Dateline Rocky Mountains: In northern Colorado yesterday, firefighters were pulled back from the Beaver Creek fire into safety zones. Hot, humid weather along the central Wyoming border has been responsible for the high winds and erratic fires the burned over 500 acres. Since it began near Walden, Colorado on June 19, the Beaver Creek fire has burned over twenty-six thousand acres.
Fire command requested additional aircraft Wednesday, including helicopters, a heavy tanker and single-engine air tankers. The Beaver Creek Fire is moving north of Walden and into Wyoming. It has burned 26,067 acres and is 12 percent contained. There are approximately three hundred and fifty personnel working to steer fire around Parsons Draw and suppress fires where possible.
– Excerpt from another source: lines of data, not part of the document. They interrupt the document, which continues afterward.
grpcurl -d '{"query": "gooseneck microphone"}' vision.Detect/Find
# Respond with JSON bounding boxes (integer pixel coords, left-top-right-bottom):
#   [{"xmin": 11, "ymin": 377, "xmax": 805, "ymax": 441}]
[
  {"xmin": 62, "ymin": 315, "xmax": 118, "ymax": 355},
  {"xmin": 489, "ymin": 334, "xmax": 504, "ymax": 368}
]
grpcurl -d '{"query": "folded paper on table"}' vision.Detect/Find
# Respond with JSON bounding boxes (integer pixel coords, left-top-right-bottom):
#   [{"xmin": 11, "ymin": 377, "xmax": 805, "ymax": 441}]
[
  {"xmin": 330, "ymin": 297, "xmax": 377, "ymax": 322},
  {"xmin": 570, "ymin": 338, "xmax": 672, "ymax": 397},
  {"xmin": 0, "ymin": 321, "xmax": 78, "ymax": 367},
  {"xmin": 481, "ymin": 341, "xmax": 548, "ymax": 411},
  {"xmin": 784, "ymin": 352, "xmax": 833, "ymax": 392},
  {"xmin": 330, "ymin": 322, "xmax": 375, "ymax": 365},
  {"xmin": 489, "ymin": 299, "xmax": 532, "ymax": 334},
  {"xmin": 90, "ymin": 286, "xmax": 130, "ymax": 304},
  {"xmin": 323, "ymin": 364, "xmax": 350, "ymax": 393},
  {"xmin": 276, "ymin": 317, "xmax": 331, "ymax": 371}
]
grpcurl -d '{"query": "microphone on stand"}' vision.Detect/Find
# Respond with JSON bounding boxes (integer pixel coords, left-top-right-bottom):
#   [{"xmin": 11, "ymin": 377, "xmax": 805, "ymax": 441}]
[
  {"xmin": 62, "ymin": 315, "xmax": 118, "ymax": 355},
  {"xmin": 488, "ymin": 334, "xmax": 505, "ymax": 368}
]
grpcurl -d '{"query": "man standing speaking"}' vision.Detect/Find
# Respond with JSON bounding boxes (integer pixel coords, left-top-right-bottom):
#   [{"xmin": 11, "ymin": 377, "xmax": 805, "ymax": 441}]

According to the Forest Service, the fire is burning rapidly due to the dead pine trees, destroyed by pine-bore beetles. The infested trees blow over and drop unsafe amounts of litter, making the forest unsafe for firefighters. This is one reason the Incident Management Team is allowing the fire to occur naturally while focusing their resources on structures and other values at risk. The man fuel is dead lodgepole stands and others including grass, understory, and brush. There is limited access to the fires’ edge and multiple driving hazards due to remote roads with domestic vehicle traffic.
All personnel on the fire, about 350, work a 14 day stint. The work schedule is everyday 0600-2200, with some now working through the night, as well as a swing shift. All personnel work 16 hrs a day, seven days a week and many have multiple responsibilities. Jeff Ferragi serves as the paramedic for all personnel and explained how his jobs occasionally change. “Today I have an additional role as a “lookout” for changing fire behavior with specific structures to watch in case the fire approaches. I’m also a radio relay because of my post on a high ridge (Battle Ridge). This fire is forecast to burn into October. I’ve already gotten an extension on my contract to 21 days, I’m then required to take a 2 day R&R before I return.”
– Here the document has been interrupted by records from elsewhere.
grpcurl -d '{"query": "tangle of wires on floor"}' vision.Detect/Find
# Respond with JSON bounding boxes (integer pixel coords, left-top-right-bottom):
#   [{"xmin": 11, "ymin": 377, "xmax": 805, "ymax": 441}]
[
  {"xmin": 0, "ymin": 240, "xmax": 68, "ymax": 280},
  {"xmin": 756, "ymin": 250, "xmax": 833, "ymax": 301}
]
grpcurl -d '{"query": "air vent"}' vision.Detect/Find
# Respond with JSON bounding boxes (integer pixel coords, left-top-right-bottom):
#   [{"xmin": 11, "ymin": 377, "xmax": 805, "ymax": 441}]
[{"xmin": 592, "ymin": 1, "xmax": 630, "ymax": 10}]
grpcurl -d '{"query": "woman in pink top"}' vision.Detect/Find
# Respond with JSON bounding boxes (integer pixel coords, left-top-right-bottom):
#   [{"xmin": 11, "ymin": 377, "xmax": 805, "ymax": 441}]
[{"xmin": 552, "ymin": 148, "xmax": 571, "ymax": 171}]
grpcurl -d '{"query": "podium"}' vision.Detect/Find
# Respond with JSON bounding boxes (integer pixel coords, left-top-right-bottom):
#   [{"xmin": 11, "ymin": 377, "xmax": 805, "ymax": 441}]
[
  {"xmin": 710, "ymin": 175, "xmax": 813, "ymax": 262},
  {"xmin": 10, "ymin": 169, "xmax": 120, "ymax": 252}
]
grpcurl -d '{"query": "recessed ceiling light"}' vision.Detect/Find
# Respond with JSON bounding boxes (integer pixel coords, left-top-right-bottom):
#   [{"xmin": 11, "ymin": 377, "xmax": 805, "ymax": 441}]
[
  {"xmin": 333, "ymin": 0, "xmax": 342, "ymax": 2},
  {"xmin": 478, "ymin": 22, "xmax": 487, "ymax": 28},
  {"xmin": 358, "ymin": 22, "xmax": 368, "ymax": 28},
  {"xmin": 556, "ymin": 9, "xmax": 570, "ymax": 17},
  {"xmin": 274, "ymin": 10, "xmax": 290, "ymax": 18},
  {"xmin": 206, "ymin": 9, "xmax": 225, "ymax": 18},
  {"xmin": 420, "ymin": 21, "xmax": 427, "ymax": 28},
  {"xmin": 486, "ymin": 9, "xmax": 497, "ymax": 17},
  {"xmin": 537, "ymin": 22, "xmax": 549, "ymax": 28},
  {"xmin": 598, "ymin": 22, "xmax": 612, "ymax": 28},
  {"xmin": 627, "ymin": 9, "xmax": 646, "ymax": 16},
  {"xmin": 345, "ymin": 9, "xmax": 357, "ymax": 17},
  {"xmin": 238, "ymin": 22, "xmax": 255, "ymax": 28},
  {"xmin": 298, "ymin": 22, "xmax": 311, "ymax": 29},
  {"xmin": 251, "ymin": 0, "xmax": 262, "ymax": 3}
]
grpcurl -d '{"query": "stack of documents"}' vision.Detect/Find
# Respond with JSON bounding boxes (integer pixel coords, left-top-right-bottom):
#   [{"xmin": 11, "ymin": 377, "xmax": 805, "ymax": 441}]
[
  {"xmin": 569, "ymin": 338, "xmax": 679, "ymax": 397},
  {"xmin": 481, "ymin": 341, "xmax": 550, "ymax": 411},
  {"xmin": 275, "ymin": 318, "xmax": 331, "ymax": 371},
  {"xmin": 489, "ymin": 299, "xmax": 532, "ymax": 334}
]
Active fire exists along the perimeter and is consuming unburned areas within the interior of the fire. Hot, dry conditions in the area should continue to support increased fire activity. Feraggi went on to exclaim, “It’s insane. The scale of this thing is hard to perceive. Today’s forecast is a Haines index of 6 (the highest rating for wild fire conditions) with extreme fire conditions.”
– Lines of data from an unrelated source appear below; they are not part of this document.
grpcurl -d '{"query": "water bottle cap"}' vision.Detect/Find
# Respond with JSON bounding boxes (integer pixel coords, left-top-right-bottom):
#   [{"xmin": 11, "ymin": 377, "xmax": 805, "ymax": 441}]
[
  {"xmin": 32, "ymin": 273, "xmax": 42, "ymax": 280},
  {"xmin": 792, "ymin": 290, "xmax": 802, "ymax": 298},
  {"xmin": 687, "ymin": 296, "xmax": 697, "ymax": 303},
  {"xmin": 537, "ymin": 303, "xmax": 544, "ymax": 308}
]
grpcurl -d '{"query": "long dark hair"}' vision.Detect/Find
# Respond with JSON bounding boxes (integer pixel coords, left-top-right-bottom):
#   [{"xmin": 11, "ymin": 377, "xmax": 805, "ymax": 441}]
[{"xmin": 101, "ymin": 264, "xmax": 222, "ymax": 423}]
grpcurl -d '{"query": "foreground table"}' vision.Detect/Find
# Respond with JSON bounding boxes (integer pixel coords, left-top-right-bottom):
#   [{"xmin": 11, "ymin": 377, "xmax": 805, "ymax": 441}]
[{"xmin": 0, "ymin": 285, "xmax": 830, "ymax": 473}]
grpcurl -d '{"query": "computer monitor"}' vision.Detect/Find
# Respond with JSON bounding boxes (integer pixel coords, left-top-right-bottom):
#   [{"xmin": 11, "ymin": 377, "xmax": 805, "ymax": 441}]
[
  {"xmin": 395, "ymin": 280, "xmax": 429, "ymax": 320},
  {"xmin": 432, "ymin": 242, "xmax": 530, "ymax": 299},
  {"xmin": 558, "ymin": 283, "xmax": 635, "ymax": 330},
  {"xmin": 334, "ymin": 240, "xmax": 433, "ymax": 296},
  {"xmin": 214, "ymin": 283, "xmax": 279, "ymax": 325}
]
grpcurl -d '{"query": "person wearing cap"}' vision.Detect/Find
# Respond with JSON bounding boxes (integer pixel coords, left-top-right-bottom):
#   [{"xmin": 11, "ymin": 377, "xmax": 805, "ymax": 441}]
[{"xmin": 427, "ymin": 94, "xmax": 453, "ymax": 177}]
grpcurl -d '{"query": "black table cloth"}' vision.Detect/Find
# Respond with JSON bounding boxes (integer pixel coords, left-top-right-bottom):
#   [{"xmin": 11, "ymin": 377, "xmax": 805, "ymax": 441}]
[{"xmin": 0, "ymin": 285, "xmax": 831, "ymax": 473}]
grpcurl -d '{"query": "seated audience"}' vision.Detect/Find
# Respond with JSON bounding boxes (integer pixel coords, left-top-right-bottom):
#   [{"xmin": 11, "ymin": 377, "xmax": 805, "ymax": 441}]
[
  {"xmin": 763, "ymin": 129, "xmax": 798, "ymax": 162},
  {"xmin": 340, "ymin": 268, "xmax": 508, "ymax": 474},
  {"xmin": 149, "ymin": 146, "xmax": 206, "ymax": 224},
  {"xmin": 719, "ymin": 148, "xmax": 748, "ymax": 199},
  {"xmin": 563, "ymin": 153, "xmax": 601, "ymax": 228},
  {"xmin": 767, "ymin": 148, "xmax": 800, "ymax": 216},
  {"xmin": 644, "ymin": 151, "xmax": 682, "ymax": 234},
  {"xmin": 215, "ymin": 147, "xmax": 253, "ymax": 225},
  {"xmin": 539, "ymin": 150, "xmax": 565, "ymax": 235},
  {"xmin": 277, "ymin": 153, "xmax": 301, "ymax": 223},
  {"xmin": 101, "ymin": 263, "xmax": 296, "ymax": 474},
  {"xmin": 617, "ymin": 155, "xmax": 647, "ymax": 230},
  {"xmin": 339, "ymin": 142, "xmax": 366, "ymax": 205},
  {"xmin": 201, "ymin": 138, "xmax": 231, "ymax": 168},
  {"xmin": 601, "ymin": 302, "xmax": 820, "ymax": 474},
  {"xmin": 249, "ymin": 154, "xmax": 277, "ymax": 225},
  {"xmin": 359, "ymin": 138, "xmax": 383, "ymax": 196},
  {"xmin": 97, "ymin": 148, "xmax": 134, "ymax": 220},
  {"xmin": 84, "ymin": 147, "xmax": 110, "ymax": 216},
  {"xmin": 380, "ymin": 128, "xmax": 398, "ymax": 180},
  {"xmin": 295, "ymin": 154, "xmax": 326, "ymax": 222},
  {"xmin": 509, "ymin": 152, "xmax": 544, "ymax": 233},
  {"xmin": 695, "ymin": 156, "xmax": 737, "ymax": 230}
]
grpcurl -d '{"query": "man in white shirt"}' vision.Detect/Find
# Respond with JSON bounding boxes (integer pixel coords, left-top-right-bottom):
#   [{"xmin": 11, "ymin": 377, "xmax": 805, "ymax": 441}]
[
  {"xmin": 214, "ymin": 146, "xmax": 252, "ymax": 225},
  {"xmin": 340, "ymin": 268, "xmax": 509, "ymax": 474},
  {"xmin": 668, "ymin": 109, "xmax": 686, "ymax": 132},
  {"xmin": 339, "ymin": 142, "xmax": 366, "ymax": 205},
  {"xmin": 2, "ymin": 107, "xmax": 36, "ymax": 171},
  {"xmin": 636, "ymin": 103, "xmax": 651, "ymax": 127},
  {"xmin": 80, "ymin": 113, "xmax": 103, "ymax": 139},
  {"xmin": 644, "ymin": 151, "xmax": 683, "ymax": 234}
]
Hayden Fire/ Lava Mountain Fire
There are about one hundred and fifty fire personnel working the Hayden Pass fire near Coaldale. The fire has burned about sixteen thousand acres since it started July 8 and is fifty-eight percent contained.
The Lava Mountain fire has burned almost twelve thousand acres near Dubois, Wyoming. There are nearly eight hundred personnel assigned to the fire.
We wish our best to the firefighters and rescue teams working in Colorado and Wyoming. And thank you.